Though probably overdrawn in this brief space, such a phenomenon is characteristic, in my view, of professional middle-class culture in early 21st century America.  The original ethic of professionalism was to establish certain minimum standards for an emerging profession and then gradually improve them.  It was a collective endeavor to elevate the level of the profession, which elevation would help not only those in the profession, but everybody — indeed, it would advance the species. (These were standard claims of middle-class professionals in the Progressive Era.  See From Higher Aims to Hired Hands for how even the professionalization of business management was originally rooted in such claims.)  Status was always an (overly) important concern, but it wasn’t atomistically individualized the way it is now.  Today’s resume-builders often actively disrespect their profession in order to individually stand out in their superior pursuit of excellence.

Fortunately, working-class culture is still a healthy, if beleaguered, antidote to the dominant middle-class one, and I have been fortunate to spend my life teaching working adults who “just want to be average” in a program that is reliably good at helping them achieve that goal.  Working hard and doing a good job, “pulling my weight” and “doing my part” – not pursuing excellence – are the core motivating values that working-class people feel bad about when they don’t live up to them.  Being outstanding is not only eschewed, it is actively feared, and the culture has subtle and not so subtle sanctions against it.

The problem is not only that the dominant middle-class culture is more dominant than ever or that its characteristic individualism is turning into an other-directed caricature of itself.  Rather, the extreme levels of income inequality we have now reached make the working-class way dramatically more economically punishing.  My students often have to at least mimic a phony pursuit of excellence if they are to provide for themselves and their families.  The worse things get, the more they are told not to sell themselves short, to set their sights high, to aspire to become whatever you want to be (unless, of course, you just want to be yourself).  Our crazy levels of economic inequality also foster a winner-takes-all culture. Winners should get not just all the honor and the glory, but most of the money and the power.  Losers should aspire to do better.

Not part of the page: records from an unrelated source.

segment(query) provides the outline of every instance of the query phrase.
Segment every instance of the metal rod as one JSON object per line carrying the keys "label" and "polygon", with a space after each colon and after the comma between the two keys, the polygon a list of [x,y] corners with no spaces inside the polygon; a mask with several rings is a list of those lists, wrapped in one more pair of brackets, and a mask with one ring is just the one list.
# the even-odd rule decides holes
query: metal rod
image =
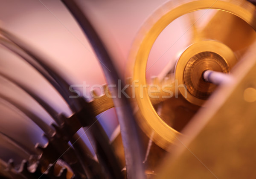
{"label": "metal rod", "polygon": [[217,85],[229,83],[233,80],[230,75],[212,70],[204,72],[202,77],[205,81]]}

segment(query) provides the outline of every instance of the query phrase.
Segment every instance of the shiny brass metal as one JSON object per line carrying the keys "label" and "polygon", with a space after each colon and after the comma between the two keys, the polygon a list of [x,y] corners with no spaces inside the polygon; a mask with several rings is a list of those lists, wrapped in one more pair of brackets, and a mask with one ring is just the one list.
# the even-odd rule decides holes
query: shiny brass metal
{"label": "shiny brass metal", "polygon": [[[160,34],[169,23],[179,17],[197,10],[208,9],[223,11],[234,14],[249,24],[253,29],[256,29],[256,23],[254,23],[253,17],[255,8],[245,0],[171,1],[155,12],[139,32],[130,57],[131,61],[134,62],[131,63],[132,65],[130,71],[134,72],[133,74],[128,74],[128,76],[132,76],[134,81],[138,80],[139,85],[146,85],[145,72],[148,58],[151,48]],[[234,57],[233,53],[227,53],[227,55],[230,55],[227,58],[224,56],[223,53],[216,52],[216,48],[214,49],[204,49],[192,55],[189,54],[189,56],[191,56],[188,58],[187,60],[194,55],[205,51],[215,52],[226,61],[227,59],[233,59],[230,58]],[[221,50],[218,48],[217,49]],[[230,60],[233,61],[233,60]],[[184,63],[183,69],[186,64]],[[231,66],[229,64],[229,65]],[[182,78],[183,72],[181,73],[182,75],[178,76]],[[179,80],[179,81],[182,83],[183,80]],[[182,91],[180,92],[182,94]],[[136,102],[134,103],[139,109],[140,113],[138,122],[149,137],[152,132],[154,133],[152,138],[154,142],[161,147],[168,150],[169,144],[173,143],[180,133],[163,121],[156,111],[148,95],[145,95],[143,98],[140,97],[142,93],[146,94],[146,89],[143,90],[140,89],[135,90]],[[198,98],[192,95],[189,99],[198,105],[202,105],[204,100]]]}
{"label": "shiny brass metal", "polygon": [[234,68],[236,80],[221,86],[177,138],[157,178],[256,177],[255,45]]}
{"label": "shiny brass metal", "polygon": [[181,55],[176,64],[175,75],[181,94],[189,101],[202,106],[216,86],[204,81],[203,72],[207,70],[229,73],[237,61],[232,50],[215,41],[204,40],[189,46]]}

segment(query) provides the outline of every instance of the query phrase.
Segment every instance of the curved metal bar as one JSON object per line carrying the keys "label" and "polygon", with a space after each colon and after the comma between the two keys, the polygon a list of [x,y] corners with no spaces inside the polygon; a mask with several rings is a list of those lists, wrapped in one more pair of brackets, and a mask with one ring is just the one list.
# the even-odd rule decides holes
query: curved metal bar
{"label": "curved metal bar", "polygon": [[[5,45],[6,46],[7,46],[9,49],[12,49],[12,51],[14,52],[19,55],[22,58],[26,60],[26,61],[28,60],[29,61],[27,61],[32,65],[34,67],[35,67],[35,68],[36,68],[36,69],[39,71],[39,72],[41,73],[42,72],[42,69],[47,71],[47,72],[49,73],[49,75],[55,81],[55,82],[57,83],[59,85],[60,87],[61,87],[61,88],[63,90],[64,93],[66,94],[66,95],[65,95],[64,94],[64,95],[63,95],[63,97],[64,98],[64,99],[67,100],[66,101],[68,101],[67,102],[68,102],[70,109],[73,111],[73,112],[76,113],[77,112],[79,112],[82,109],[84,109],[84,106],[86,106],[87,105],[84,106],[83,104],[84,103],[84,102],[85,101],[81,101],[81,100],[79,101],[78,100],[78,99],[76,98],[67,99],[67,96],[69,96],[68,94],[69,93],[71,94],[68,90],[66,90],[67,87],[68,86],[67,83],[66,81],[64,79],[63,79],[60,75],[58,74],[58,73],[55,73],[55,72],[53,72],[54,70],[53,70],[52,68],[49,67],[49,66],[46,65],[44,63],[44,61],[42,60],[42,58],[38,57],[39,56],[38,55],[37,55],[35,52],[29,50],[29,48],[26,46],[24,44],[24,43],[19,41],[18,39],[15,38],[14,35],[11,35],[9,33],[7,32],[0,28],[0,33],[3,35],[6,38],[8,38],[9,40],[11,40],[14,43],[15,43],[15,45],[17,46],[20,49],[20,50],[22,50],[24,52],[27,54],[27,55],[29,55],[29,56],[32,57],[32,61],[29,61],[29,60],[31,60],[31,59],[28,59],[26,58],[24,58],[24,55],[21,55],[20,53],[17,53],[16,50],[15,50],[15,49],[13,49],[14,44],[12,44],[12,46],[9,45],[9,46],[6,45],[6,40],[3,40],[3,39],[2,39],[2,42],[0,41],[0,43],[1,43],[2,44],[3,43],[4,46]],[[3,39],[3,38],[2,38]],[[3,39],[5,40],[4,39]],[[5,42],[5,43],[3,43],[3,42]],[[9,45],[10,43],[11,43],[9,42],[9,43],[7,43],[7,45]],[[16,47],[16,48],[17,48],[17,47]],[[33,62],[34,60],[35,60],[38,64],[35,65],[35,63]],[[38,67],[38,65],[40,67]],[[47,75],[45,75],[44,76],[47,77],[47,78],[48,77]],[[91,118],[91,116],[89,116],[90,117],[88,118],[88,116],[87,116],[87,114],[84,113],[84,111],[82,112],[82,114],[81,115],[79,115],[79,118],[80,121],[83,122],[85,119],[87,120],[90,120],[91,121],[91,121],[91,121],[93,121],[93,119]],[[86,113],[87,112],[89,112],[89,111],[87,111]],[[88,115],[89,115],[89,114]],[[99,127],[98,125],[96,126],[97,127]],[[93,133],[94,134],[96,134],[96,137],[95,137],[93,136],[93,135],[89,135],[89,136],[93,136],[93,137],[90,137],[89,140],[92,144],[97,144],[96,146],[95,146],[94,147],[95,149],[96,149],[97,150],[97,151],[96,151],[96,153],[97,154],[97,156],[98,157],[99,161],[100,162],[102,162],[101,165],[102,165],[102,166],[105,166],[106,167],[106,168],[104,169],[104,170],[105,171],[109,171],[109,170],[112,170],[112,172],[116,174],[119,173],[117,174],[116,176],[117,178],[120,178],[120,176],[121,175],[120,174],[121,170],[119,169],[120,166],[117,164],[118,162],[117,162],[117,159],[115,158],[114,159],[114,158],[113,158],[115,155],[113,154],[113,153],[112,153],[113,152],[111,149],[111,146],[108,143],[108,141],[103,141],[102,140],[103,139],[107,138],[106,138],[104,137],[104,134],[102,132],[99,132],[99,130],[101,131],[101,130],[99,130],[98,127],[96,127],[95,126],[94,126],[91,129],[91,131],[88,131],[88,133],[92,133],[93,132]],[[97,131],[98,131],[98,133]],[[106,144],[106,143],[108,143],[108,144]],[[103,147],[105,148],[102,148]],[[111,154],[111,155],[108,155],[109,154]],[[106,157],[107,156],[108,156],[108,157]],[[106,159],[108,158],[109,158],[108,159]],[[115,161],[116,162],[113,162],[114,161]],[[112,167],[112,170],[110,170],[109,165],[108,165],[110,163],[113,163],[115,164],[115,165],[114,165],[114,167],[113,166]],[[104,164],[104,163],[105,164]],[[113,172],[114,171],[115,171],[115,172]]]}
{"label": "curved metal bar", "polygon": [[[29,87],[27,87],[24,84],[22,83],[19,82],[15,80],[14,79],[12,78],[9,76],[3,74],[3,73],[0,72],[0,76],[2,76],[3,77],[8,80],[9,81],[12,82],[15,85],[20,87],[24,91],[25,91],[28,94],[30,95],[32,98],[33,98],[39,104],[41,105],[42,107],[49,114],[49,115],[52,117],[59,125],[61,125],[61,121],[58,121],[58,113],[54,110],[50,105],[49,105],[46,101],[44,99],[38,95],[36,93],[34,92],[32,90],[31,90]],[[90,173],[90,170],[87,167],[88,163],[92,163],[91,159],[90,159],[90,156],[87,156],[88,155],[88,152],[90,150],[85,145],[84,142],[83,142],[82,139],[81,137],[77,134],[76,133],[73,136],[69,136],[70,138],[70,141],[71,143],[73,144],[73,145],[75,150],[78,150],[78,152],[76,152],[77,155],[78,156],[77,160],[79,161],[79,162],[83,165],[84,169],[86,171],[87,176],[92,175],[91,174],[89,174],[88,173]],[[74,142],[75,141],[75,142]],[[81,150],[81,149],[83,149]],[[83,153],[81,151],[84,152],[86,151],[86,155],[82,155]],[[91,157],[92,156],[90,156]],[[79,160],[79,159],[81,159]],[[93,164],[96,165],[96,163]],[[73,168],[72,167],[73,171],[76,173],[76,168]],[[77,172],[77,171],[76,171]],[[77,172],[76,172],[77,173]],[[94,176],[96,175],[94,173]]]}
{"label": "curved metal bar", "polygon": [[[24,146],[20,143],[15,140],[15,139],[10,137],[5,133],[0,131],[0,136],[4,139],[6,141],[10,143],[14,147],[16,148],[20,151],[22,151],[23,153],[26,154],[27,156],[29,156],[32,154],[36,154],[36,152],[34,149],[29,149]],[[27,157],[23,157],[24,159]]]}
{"label": "curved metal bar", "polygon": [[71,110],[73,111],[75,110],[74,107],[73,107],[73,103],[71,101],[71,98],[70,98],[68,97],[68,95],[67,95],[67,93],[64,91],[64,89],[62,88],[59,85],[58,83],[52,78],[52,77],[49,75],[45,69],[42,68],[41,66],[40,66],[38,64],[35,63],[33,58],[32,58],[31,57],[27,55],[25,52],[23,52],[23,50],[22,48],[8,40],[0,37],[0,43],[6,48],[20,57],[33,66],[35,69],[38,71],[57,90],[62,98],[63,98],[65,101],[66,101],[69,105],[69,106],[70,106]]}
{"label": "curved metal bar", "polygon": [[41,98],[33,90],[31,90],[28,87],[21,82],[15,80],[12,77],[9,76],[0,72],[0,76],[8,80],[9,81],[15,85],[22,89],[24,91],[29,94],[33,98],[34,98],[38,103],[40,104],[45,111],[52,118],[58,123],[59,124],[57,121],[57,117],[58,113],[53,109],[47,102],[44,100],[42,98]]}
{"label": "curved metal bar", "polygon": [[2,94],[0,94],[0,99],[6,101],[10,104],[19,110],[31,119],[32,121],[42,129],[47,136],[51,137],[55,132],[54,130],[46,123],[43,120],[38,116],[36,114],[33,113],[32,112],[28,110],[24,107],[18,104],[18,103],[16,101],[15,101],[14,100],[5,96]]}
{"label": "curved metal bar", "polygon": [[[117,85],[120,79],[119,75],[103,43],[87,17],[74,0],[61,0],[61,1],[76,19],[90,40],[101,63],[108,83]],[[116,89],[112,89],[111,93],[113,95],[119,96]],[[141,143],[128,99],[124,95],[122,95],[120,98],[113,99],[121,127],[128,178],[145,179],[142,164]]]}

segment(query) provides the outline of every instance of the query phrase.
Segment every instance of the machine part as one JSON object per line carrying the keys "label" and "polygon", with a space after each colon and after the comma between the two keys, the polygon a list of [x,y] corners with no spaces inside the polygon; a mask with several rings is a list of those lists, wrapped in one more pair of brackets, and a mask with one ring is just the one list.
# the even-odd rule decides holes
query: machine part
{"label": "machine part", "polygon": [[206,82],[215,84],[232,83],[233,80],[230,75],[212,70],[206,70],[202,74],[203,79]]}
{"label": "machine part", "polygon": [[[138,37],[134,42],[130,55],[131,61],[134,62],[130,70],[134,69],[134,71],[133,74],[128,74],[128,75],[132,76],[133,81],[138,81],[139,85],[146,85],[145,72],[148,57],[154,41],[161,32],[170,23],[183,14],[201,9],[209,9],[224,11],[234,14],[248,23],[254,29],[256,29],[256,24],[254,20],[255,7],[245,1],[171,1],[155,12],[138,33]],[[234,56],[233,53],[229,55]],[[183,75],[183,72],[182,73]],[[180,82],[182,81],[181,80]],[[138,123],[148,137],[154,131],[155,134],[153,141],[168,150],[170,144],[173,142],[180,133],[163,121],[153,107],[148,95],[144,95],[143,98],[140,97],[143,92],[147,94],[146,89],[143,89],[142,91],[139,89],[136,89],[136,102],[134,103],[140,112]],[[198,101],[196,103],[198,104],[201,105],[203,103],[201,99],[196,101]]]}
{"label": "machine part", "polygon": [[[108,83],[117,85],[120,79],[119,75],[103,43],[86,16],[74,1],[62,0],[62,1],[76,19],[90,42],[101,62]],[[111,92],[113,95],[118,96],[117,89],[113,90]],[[127,178],[145,179],[142,165],[140,140],[129,101],[122,94],[121,98],[114,98],[113,101],[121,128]],[[134,151],[136,153],[132,153]],[[134,172],[135,170],[136,172]]]}
{"label": "machine part", "polygon": [[[234,68],[236,80],[221,85],[186,127],[159,167],[157,178],[256,177],[255,48],[254,44]],[[248,89],[253,90],[247,94]]]}
{"label": "machine part", "polygon": [[229,73],[238,60],[233,51],[215,41],[204,40],[192,44],[180,55],[176,65],[175,78],[182,95],[189,101],[202,106],[216,89],[214,84],[207,83],[202,74],[207,70]]}

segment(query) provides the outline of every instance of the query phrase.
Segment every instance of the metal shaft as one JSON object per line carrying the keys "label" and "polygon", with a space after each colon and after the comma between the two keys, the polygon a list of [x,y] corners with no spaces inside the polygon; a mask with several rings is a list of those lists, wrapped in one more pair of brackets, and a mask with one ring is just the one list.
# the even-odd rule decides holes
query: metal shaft
{"label": "metal shaft", "polygon": [[205,81],[217,85],[230,83],[233,81],[230,75],[212,70],[205,71],[202,77]]}

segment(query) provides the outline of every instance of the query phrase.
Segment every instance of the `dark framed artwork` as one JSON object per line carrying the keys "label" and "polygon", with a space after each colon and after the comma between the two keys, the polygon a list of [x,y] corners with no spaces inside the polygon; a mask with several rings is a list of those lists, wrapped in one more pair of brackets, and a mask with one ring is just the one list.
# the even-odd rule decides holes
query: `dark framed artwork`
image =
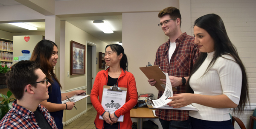
{"label": "dark framed artwork", "polygon": [[85,74],[85,45],[71,41],[70,74]]}

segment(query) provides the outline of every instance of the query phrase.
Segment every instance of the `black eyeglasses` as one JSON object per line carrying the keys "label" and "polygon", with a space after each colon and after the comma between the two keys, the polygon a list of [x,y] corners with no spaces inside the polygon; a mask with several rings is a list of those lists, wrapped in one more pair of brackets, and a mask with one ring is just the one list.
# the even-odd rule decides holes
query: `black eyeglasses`
{"label": "black eyeglasses", "polygon": [[[30,84],[32,84],[40,83],[40,82],[44,81],[46,81],[46,85],[48,85],[48,79],[47,78],[45,78],[45,80],[42,81],[38,81],[38,82],[34,82],[34,83],[32,83]],[[26,89],[26,90],[25,90],[25,92],[27,92]]]}
{"label": "black eyeglasses", "polygon": [[43,82],[43,81],[46,81],[46,85],[48,85],[48,79],[47,78],[45,78],[45,80],[44,81],[38,81],[38,82],[34,82],[34,83],[32,83],[31,84],[35,84],[35,83],[40,83],[41,82]]}
{"label": "black eyeglasses", "polygon": [[163,23],[160,23],[158,25],[160,27],[162,27],[162,26],[163,26],[163,24],[164,25],[165,25],[165,26],[166,26],[166,25],[168,25],[168,23],[169,23],[169,21],[170,21],[171,20],[176,20],[176,19],[177,19],[177,18],[172,19],[165,20],[163,22]]}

Richard Wilkinson and Kate Pickett in The Spirit Level: Why Greater Equality Makes Societies Stronger document the devastating effects income inequality has on everything from reduced social mobility and health (both physical and mental) to higher levels of crime, teen pregnancy, infant mortality, and drug and alcohol addiction.  One of the most surprising results they found is that the more unequal a country is, the higher the aspirations children report and the larger the gap between aspirations and actual opportunities.  Conversely, the more equal a country’s incomes are, the more children report low aspirations – while doing better in education and all other indicators of social well-being.  The correlations Wilkinson and Pickett found among the richest countries in the world allow the conclusion that high aspirations lead to lower educational achievement – that is, that pursuing excellence actually makes a society less likely to achieve it.  This accords with my own observation and experience.  A culture that encourages people to “work hard and do a good job” leads to greater personal integrity, better mental health, and higher actual performance levels than the false counsel to “pursue excellence and never settle for second best.”